Wednesday night’s sleep was both one of the most uncomfortable and satisfying of my life. After leaving Donostia at about 3:30 am, we drove out past the border into France just a few kilometres away. We found a quaint little field, off a small, woodsy road, and parked. We had a tent, but it was raining, and we were tired. So we did the logical thing: we slept in the car. As I received a last minute upgrade from Atesa for some unknown Spanish reason, our car was a Citroen C5, which is a relatively large sedan. So we piled our bags in the front two seats, moved them up as far as they went, flattened out the back seats and stretched out on top of our home-brought blankets and pillows with our feet in the trunk. With the three of us, it was a tight squeeze, but a few tokes and some wine had us good and passed out.

When we awoke, we found that our quaint little field was actually someone’s house, and the small woodsy road was actually part of a residential neighbourhood where people wake up early and get to work. By our 10 am wake up time, the street was bustling with activity. It was a holiday too in France, so we were greeted with a lot of weird looks and stares. What would you do if you saw three bleary-eyed strangers emerging from a seemingly abandoned car parked on the grass right next to your house? The didn’t seem to care though, so my respect for the French went up a lot.

The rest of the trip was filled with lots of French food and wine, delicious chocolate croissants, foie gras, and crepes. And lots of other things too. Here are some highlights.
Bordeaux: Le Fiacre sound bar (www.le-fiacre.com) is located near Place Rey-Berland in the centre of town. It’s a “post rock” punk bar which was relatively quiet on this Thursday night, but the bartender said it’s usually packed with locals and regulars. They have a live band in the basement every weekend, and how can you miss a bar that features acts like Pussydelic and Funky Freaks. The highlight of the night was when we started talking to a Parisian visiting the city on holiday. Boy, did he make a lot of hand motions. Lots of weaving and twirling, sometimes using both hands, seemingly unattached to what he was actually saying. Neither his English nor Spanish were very good, but that didn’t matter, his orchestra directing hands didn’t stop.

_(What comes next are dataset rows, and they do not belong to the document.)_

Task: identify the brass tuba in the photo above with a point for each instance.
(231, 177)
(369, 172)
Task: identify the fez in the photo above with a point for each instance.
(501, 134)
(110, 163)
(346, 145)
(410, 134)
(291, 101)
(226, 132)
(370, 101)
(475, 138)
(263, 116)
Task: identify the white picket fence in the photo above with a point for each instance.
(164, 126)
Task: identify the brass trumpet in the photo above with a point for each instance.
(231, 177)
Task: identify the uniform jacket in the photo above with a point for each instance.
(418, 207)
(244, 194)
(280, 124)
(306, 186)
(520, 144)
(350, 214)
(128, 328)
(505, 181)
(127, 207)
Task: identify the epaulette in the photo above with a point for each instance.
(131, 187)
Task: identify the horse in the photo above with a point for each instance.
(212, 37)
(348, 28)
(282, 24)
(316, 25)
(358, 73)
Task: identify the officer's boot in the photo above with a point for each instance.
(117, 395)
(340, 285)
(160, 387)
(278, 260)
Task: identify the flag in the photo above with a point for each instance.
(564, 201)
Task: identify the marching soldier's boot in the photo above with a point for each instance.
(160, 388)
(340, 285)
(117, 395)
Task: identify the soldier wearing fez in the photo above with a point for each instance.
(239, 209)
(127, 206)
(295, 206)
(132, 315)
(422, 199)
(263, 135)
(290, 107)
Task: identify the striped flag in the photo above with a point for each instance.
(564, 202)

Nice guy though.

Every little town: has a tourism office, and amazingly, from Thursday to Sunday, they were all closed. It’s amazing the Spanish have a worldwide reputation for not working a lot, the French work week is capped at 35 hours.
All small French villages are equipped with cool-looking cathedrals. Every single one.
Highways are crazily expensive, at least by US standards. The drive from Bordeaux to Toulouse is about 2 hours, but it cost 16 euros.
The road you want to be on if you’re not in a hurry is N1113, a side road that gets you from Bordeaux to Toulouse in about 4 hours. It’s filled with off-road fruit stands with delicious strawberries, a million chateaux for wine tasting mostly in the Graves area, and small little quaint villages that are seemingly all the same but somehow different.

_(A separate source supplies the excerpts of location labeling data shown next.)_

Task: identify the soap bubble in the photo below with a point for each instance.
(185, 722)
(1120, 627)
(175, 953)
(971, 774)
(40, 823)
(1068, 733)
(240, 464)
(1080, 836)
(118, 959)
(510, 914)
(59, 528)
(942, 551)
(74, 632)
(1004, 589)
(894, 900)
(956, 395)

On a final and abrupt note, I want to mention a February article in Time magazine (http://www.time.com/time/world/article/0,8599,1720316,00.html) that states, among other wondrous statistics, 90% of French women over 50 are sexually active. To me, that’s incredible. But after spending some time in the south of France, I saw why. These small little quaint towns, there’s little to do but drink wine, eat foie, and have wild outdoor sex. It’s a beautiful country, I recommend a visit.